Re: "Essenes wrote Dead Sea Scrolls?"
by
graham1968
06/25/2008, 9:27 AM #
The "Essenes wrote (the) Dead Sea Scrolls?" - I'd like to know what, exactly, an Essene is? As a student of ancient history I was fortunate enough to work with the Belgian scholar Baduion Descharneaux (I hope he can forgive the spelling) on the horoscope scroll found in 4QA. It is a horoscope in the style of a typical Greek horoscope of the first century, if you will. That it matches some description of the Messiah is not stated. It could quite easily be an, albeit, odd, representation of the concept of a longed for 'hero', or align itself to the typical Greek classical notion that the past was glorious, the present is bad, and the future is only going to get worse - except.... Perhaps it conveys some hope. Maybe, even, it is Jewish in intention? Who knows.
What it is not, is a work generated, or even venerated, by any kind of Jewish group, that I know of, opposed to the Roman or the Greek world. It denies two theories. Firstly, these were not the writings of a sectarian, so called Essene, community. Secondly, it is doubtful that this group hid the scrolls and went on to die on Masada - if the writings belonged to their corpus of literature, why would zealots have ever had such a scroll as this Greek-style horoscope in their keep. This is why Strugnel's hypothesis (Essenes) makes no sense, but also why Eisenman's, equally, lacks validity.
The monastic style Essene is alien to the world of first century Palestine, but what is not, I think, is something more simple and more human. The notion of preservation. Trouble is brewing. 'Let's put what is most important somewhere safe'. That is it. And that means as much of it as we can. Nobody vetted these manuscripts, this explains the diversity of scrolls, they just took, over a relatively short period of time, what they could lay their hands on - probably with some degree of powerful patronage - and squirelled it away. The patron did not survive and the others said nothing as they had been charged to do. Whoever that patron was he is the DeMedici of that time, surely.

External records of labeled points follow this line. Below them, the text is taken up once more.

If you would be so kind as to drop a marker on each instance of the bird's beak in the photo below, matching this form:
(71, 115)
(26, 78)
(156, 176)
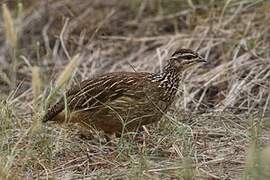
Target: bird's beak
(201, 59)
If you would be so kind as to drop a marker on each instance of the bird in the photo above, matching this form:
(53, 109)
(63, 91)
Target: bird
(120, 102)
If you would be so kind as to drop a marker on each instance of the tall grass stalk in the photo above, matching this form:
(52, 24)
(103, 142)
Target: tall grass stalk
(11, 38)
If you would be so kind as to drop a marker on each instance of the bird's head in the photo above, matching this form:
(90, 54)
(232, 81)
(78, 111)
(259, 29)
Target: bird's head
(184, 58)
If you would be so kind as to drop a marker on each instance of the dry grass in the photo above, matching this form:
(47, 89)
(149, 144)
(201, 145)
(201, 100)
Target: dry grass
(218, 128)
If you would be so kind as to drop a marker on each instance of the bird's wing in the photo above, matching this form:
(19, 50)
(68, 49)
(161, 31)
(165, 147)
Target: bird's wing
(95, 92)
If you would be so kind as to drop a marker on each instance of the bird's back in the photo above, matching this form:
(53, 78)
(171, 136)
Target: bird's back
(115, 89)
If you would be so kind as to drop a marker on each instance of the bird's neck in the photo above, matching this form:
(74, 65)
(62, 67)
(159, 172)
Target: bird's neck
(168, 80)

I believe two points bear this theory out: The inacessibility of the caves and the care and time taken to store the scrolls, which was time consuming and ultimately a destructive element. In essence, I believe, this was purely and simply and act of preservation by persons, historically, unknown.
The fault of modernist historians is that they inherently believe that the bigger the find the more important it has to have been as an event in the past. This is nonsense. Why should the hiding of the scrolls belong to a particular important group, rather than what I have described. Certainly it should correlate to a period of strife, but why anything, in terms of identity, more than that.
All history is subjective interpretation, however, imaginations run wild when it comes to finding something big. This is childish, like children believing fools gold is real, and then saying that this place was where miners used to live in tents. What comes next are stories about those 'actual' miners.